Eczema is a common skin condition hallmarked by itchy and inflamed patches of skin, particularly on faces in infants, as well as inside the elbow and behind the knees of children, teenagers, and adults. Also commonly known as atopic dermatitis, eczema is caused by an overactive immune system. The skin condition is more common in babies and young children, but eczema can also occur in adults. Up to 20 percent of children and one to three percent of adults develop atopic dermatitis, according to the American Academy of Dermatology (AAD). Atopic dermatitis crops up during the first year of life for 60 percent or more sufferers. At least 80 percent have the inflammatory skin condition before the age of five. In rare cases, atopic dermatitis can first appear during puberty or adulthood. It affects males and females equally.
When people refer to eczema, they generally mean atopic dermatitis, which is the common and chronic form of eczema. Other types of eczema include:
Contact dermatitis occurs when certain irritants come in contact with the skin and cause inflammation—namely, burning, itching or redness. When the irritant is removed, the inflammation goes away.

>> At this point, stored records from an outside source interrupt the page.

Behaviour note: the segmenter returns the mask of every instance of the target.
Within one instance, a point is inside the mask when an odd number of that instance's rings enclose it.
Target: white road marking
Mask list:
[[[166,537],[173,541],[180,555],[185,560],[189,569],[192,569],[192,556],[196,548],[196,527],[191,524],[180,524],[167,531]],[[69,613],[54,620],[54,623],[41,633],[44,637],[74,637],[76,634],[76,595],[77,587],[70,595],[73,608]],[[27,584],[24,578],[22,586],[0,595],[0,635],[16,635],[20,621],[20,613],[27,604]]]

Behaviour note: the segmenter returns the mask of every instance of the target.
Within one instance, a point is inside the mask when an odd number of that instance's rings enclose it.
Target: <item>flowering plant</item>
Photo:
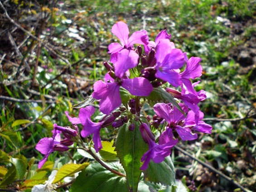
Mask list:
[[[111,32],[121,44],[108,47],[112,64],[104,62],[107,70],[104,81],[96,82],[92,95],[75,106],[80,108],[78,117],[65,112],[72,128],[54,124],[52,137],[39,141],[36,149],[44,157],[38,167],[53,151],[75,148],[89,163],[81,167],[76,164],[72,174],[82,171],[72,191],[137,191],[142,180],[150,187],[150,182],[173,187],[171,149],[179,138],[196,139],[197,132],[211,133],[212,129],[202,120],[203,113],[198,106],[206,99],[206,92],[196,91],[200,82],[191,81],[202,75],[201,59],[188,59],[175,48],[165,30],[155,41],[149,41],[145,30],[129,37],[128,27],[122,22],[115,24]],[[98,121],[92,118],[95,102],[99,102],[101,114]],[[113,142],[101,141],[103,128],[113,133]],[[63,169],[53,183],[66,176]]]

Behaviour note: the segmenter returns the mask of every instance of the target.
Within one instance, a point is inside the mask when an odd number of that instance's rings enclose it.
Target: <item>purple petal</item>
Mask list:
[[[36,144],[35,149],[44,155],[53,151],[53,139],[47,137],[41,139]]]
[[[102,113],[109,114],[120,106],[121,101],[119,88],[120,85],[116,82],[105,83],[100,80],[94,83],[92,96],[101,100],[100,110]]]
[[[153,86],[148,80],[143,77],[124,79],[122,86],[136,96],[148,96],[153,91]]]
[[[43,157],[43,159],[42,159],[42,160],[39,162],[39,163],[38,163],[38,168],[42,168],[42,167],[43,167],[43,164],[45,163],[45,162],[47,160],[47,159],[49,157],[49,155],[50,155],[50,154],[51,154],[51,153],[53,151],[51,151],[50,152],[48,153],[47,154],[46,154],[45,155],[44,155],[44,157]]]
[[[158,44],[161,39],[169,39],[171,38],[171,34],[169,34],[166,32],[166,29],[162,30],[155,38],[155,43]]]
[[[177,125],[175,127],[175,130],[183,141],[190,141],[198,138],[198,135],[195,133],[193,133],[188,127],[182,127]]]
[[[199,58],[191,58],[187,62],[185,70],[180,74],[182,78],[193,79],[200,77],[203,71],[203,68],[199,64],[200,61]]]
[[[117,61],[114,63],[115,74],[121,78],[126,71],[137,66],[139,55],[133,50],[123,49],[118,53]]]
[[[129,29],[127,24],[122,21],[119,21],[113,25],[111,32],[120,40],[123,46],[128,44]]]
[[[155,77],[162,80],[168,82],[174,86],[179,86],[181,84],[181,78],[177,72],[167,70],[160,71],[157,70]]]
[[[149,43],[149,37],[142,31],[136,31],[133,33],[129,38],[128,44],[130,45],[137,43],[147,45]]]
[[[65,111],[65,114],[68,117],[68,120],[70,121],[72,124],[79,124],[81,123],[79,118],[77,117],[71,117],[68,115],[68,111],[66,110]]]
[[[173,110],[170,106],[165,103],[157,103],[154,106],[154,110],[160,117],[164,118],[166,121],[170,122]]]
[[[124,48],[117,43],[112,43],[108,46],[108,53],[115,53],[123,49]]]

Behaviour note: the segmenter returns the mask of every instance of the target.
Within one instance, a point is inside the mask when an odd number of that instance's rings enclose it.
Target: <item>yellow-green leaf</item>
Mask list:
[[[89,164],[89,163],[84,163],[82,164],[70,163],[64,165],[57,172],[53,183],[58,182],[64,178],[84,169]]]
[[[4,166],[0,166],[0,178],[2,178],[7,173],[8,169]]]
[[[115,161],[116,160],[116,152],[115,151],[115,147],[112,147],[113,142],[104,141],[101,142],[102,149],[99,153],[101,157],[106,161]]]
[[[15,127],[15,126],[19,125],[22,124],[26,124],[27,123],[31,123],[31,121],[28,120],[18,120],[14,121],[12,124],[12,127]]]

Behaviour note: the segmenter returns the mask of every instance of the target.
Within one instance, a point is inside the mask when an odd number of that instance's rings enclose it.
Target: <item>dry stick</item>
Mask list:
[[[6,96],[0,96],[0,100],[1,99],[10,101],[11,101],[19,102],[20,103],[43,103],[43,102],[42,100],[17,99],[16,98],[10,97]],[[45,102],[47,103],[53,103],[55,101],[46,101]]]
[[[233,179],[232,179],[230,177],[227,177],[227,175],[224,174],[223,173],[222,173],[221,172],[218,171],[217,169],[213,168],[213,167],[212,167],[211,165],[209,165],[208,164],[207,164],[207,163],[204,163],[204,162],[203,162],[203,161],[201,161],[201,160],[199,159],[198,158],[197,158],[196,157],[193,157],[190,154],[189,154],[189,153],[188,153],[187,152],[183,150],[182,149],[181,149],[179,147],[178,147],[178,146],[175,145],[175,146],[174,146],[174,147],[175,149],[176,149],[180,151],[183,154],[185,154],[186,155],[188,156],[188,157],[189,157],[192,159],[194,160],[195,161],[197,161],[199,163],[202,164],[204,167],[206,167],[207,168],[211,169],[212,171],[213,171],[215,172],[216,173],[217,173],[218,175],[220,175],[221,177],[222,177],[223,178],[224,178],[225,179],[227,179],[227,181],[231,182],[234,185],[236,185],[237,187],[239,188],[240,188],[240,189],[241,189],[243,191],[245,192],[247,192],[250,191],[249,190],[246,189],[243,186],[240,185],[239,184],[237,183],[237,182],[233,181]]]
[[[10,16],[9,16],[9,15],[8,14],[8,13],[7,13],[7,11],[5,9],[5,7],[4,7],[4,5],[3,5],[3,4],[2,4],[2,2],[1,2],[1,0],[0,0],[0,6],[2,8],[2,9],[4,10],[4,11],[5,12],[5,16],[7,18],[7,19],[11,22],[11,23],[12,23],[13,24],[14,24],[14,25],[15,25],[17,27],[18,27],[18,28],[19,28],[19,29],[20,29],[21,30],[22,30],[26,34],[29,34],[31,37],[32,37],[34,39],[36,40],[37,41],[38,41],[39,42],[40,42],[41,43],[41,44],[44,46],[45,48],[46,48],[48,50],[51,51],[56,56],[57,56],[57,57],[59,58],[61,60],[62,60],[63,61],[67,63],[69,65],[70,65],[70,63],[68,61],[68,60],[67,59],[66,59],[65,58],[64,58],[63,57],[61,56],[61,55],[59,55],[52,48],[51,48],[49,45],[47,45],[46,44],[44,44],[43,43],[43,41],[40,39],[39,38],[38,38],[37,37],[36,37],[35,36],[34,36],[34,35],[33,35],[32,34],[31,34],[29,31],[25,29],[24,29],[23,27],[22,27],[22,26],[21,26],[20,25],[19,25],[19,24],[18,24],[17,23],[16,23],[15,22],[15,21],[14,20],[13,20],[12,19],[11,19]]]

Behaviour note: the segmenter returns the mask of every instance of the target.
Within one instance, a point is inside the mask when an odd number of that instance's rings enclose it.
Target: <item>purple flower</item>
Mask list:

Dyshidrotic dermatitis affects fingers, palms of the hand, and soles of the feet, causing itchy, scaly patches of skin that flake constantly or become red, cracked and painful. The condition is twice as common in women than in men.
Nummular dermatitis causes dry, round patches of skin in the winter months. It can affect any part of the body, but commonly appears on the lower leg. It is more common in men.
Seborrheic dermatitis leads to itchy, red, scaly rashes in different locations on the body, particularly the scalp, eyebrows, eyelids, sides of the nose, and behind the ears.